San Luigi Gonzaga si flagella. Dipinto a olio della prima metà del XVII secolo, conservato nella Chiesa di S. Ignazio di Loyola a Roma.

L’interface du baroque. D’un côté le faste des églises et des palais, la joyeuse vie des riches et des puissants, de l’autre les taudis des pauvres, la misère et la souffrance des pestiférés. Entre les deux, il fallait sans doute une médiation. Antonio Cesari (La courte vie de saint Louis de Gonzague, 1858) nous livre ce récit à propos du saint de Castiglione delle Stiviere : « Lui dont le corps était si tendre, se flagellait au moins trois fois par semaine, non pas mollement mais jusqu’au sang, et ce n’est pas tout. Les dernières années passées dans le siècle, comme on dit, il s’infligeait la discipline chaque jour, à la fin c’était jusqu’à trois fois par jour, nuit et jour, toujours jusqu’au sang. Comme au début il n’avait pas de fouet sous la main, il se servait des laisses de chiens qui lui avaient été données précédemment, de cordes trouvées par hasard, ou encore de chaînes de fer.
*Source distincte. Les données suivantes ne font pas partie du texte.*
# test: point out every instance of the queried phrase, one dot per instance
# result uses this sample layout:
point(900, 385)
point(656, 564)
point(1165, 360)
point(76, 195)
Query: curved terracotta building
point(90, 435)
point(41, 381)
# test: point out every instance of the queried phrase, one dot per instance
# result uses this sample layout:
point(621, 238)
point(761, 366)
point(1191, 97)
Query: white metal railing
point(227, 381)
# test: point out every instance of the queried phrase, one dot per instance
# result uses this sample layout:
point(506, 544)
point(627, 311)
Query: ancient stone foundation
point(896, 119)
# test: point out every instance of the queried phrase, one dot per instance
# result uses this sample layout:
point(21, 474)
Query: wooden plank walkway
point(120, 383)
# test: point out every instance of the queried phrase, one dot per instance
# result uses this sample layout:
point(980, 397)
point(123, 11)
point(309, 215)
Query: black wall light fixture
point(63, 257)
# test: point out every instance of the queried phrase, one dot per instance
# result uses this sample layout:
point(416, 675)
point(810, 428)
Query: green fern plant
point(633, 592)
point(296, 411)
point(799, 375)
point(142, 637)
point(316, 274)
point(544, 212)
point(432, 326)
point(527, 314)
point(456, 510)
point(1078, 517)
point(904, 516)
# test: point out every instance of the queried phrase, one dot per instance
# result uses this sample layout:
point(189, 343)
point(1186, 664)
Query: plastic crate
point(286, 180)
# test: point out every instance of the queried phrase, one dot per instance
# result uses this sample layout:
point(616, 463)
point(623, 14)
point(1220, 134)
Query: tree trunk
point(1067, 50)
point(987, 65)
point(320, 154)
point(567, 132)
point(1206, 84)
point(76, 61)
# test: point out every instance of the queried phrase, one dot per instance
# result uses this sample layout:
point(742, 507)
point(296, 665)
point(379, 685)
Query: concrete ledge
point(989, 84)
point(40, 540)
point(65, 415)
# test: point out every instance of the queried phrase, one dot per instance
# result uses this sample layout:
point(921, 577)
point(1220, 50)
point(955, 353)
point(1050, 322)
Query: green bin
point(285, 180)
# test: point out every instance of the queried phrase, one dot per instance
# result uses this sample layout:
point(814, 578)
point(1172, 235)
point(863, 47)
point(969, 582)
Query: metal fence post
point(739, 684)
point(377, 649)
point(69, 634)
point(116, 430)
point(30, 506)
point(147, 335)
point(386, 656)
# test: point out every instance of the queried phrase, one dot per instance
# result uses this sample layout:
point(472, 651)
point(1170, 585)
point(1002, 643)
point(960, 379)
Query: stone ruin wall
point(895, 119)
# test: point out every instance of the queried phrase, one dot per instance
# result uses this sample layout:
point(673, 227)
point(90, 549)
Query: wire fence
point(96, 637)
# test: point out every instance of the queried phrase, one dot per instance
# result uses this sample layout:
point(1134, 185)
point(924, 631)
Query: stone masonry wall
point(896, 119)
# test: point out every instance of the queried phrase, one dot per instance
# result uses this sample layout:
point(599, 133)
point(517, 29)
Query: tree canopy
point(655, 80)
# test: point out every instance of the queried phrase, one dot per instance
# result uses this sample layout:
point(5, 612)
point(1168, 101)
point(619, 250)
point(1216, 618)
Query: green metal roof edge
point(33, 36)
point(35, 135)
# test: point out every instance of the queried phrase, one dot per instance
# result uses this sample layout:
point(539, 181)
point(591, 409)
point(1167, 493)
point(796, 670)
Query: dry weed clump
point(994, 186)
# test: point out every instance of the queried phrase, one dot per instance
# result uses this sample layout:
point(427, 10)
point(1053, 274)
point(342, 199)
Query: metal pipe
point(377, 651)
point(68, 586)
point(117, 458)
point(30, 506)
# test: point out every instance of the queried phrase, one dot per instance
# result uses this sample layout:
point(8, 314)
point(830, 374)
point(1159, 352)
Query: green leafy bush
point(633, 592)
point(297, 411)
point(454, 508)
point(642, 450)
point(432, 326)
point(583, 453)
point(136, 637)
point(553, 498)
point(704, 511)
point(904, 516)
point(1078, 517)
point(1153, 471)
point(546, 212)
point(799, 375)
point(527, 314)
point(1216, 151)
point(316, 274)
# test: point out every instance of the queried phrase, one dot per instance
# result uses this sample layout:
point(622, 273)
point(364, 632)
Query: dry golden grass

Parfois, en entrant dans sa chambre, ses serviteurs le trouvaient agenouillé en train de se flageller ; en refaisant son lit, ils découvrirent sous son oreiller ces fouets avec lesquels il avait coutume de battre son corps innocent. Un jour on fit voir les chemises de Louis toutes tachées de sang à la Marquise, sa mère ; inutile de dire à quel point ce spectacle la bouleversa. Le père également informé, dit à son épouse avec une grande douleur : notre fils veut se donner la mort lui-même. »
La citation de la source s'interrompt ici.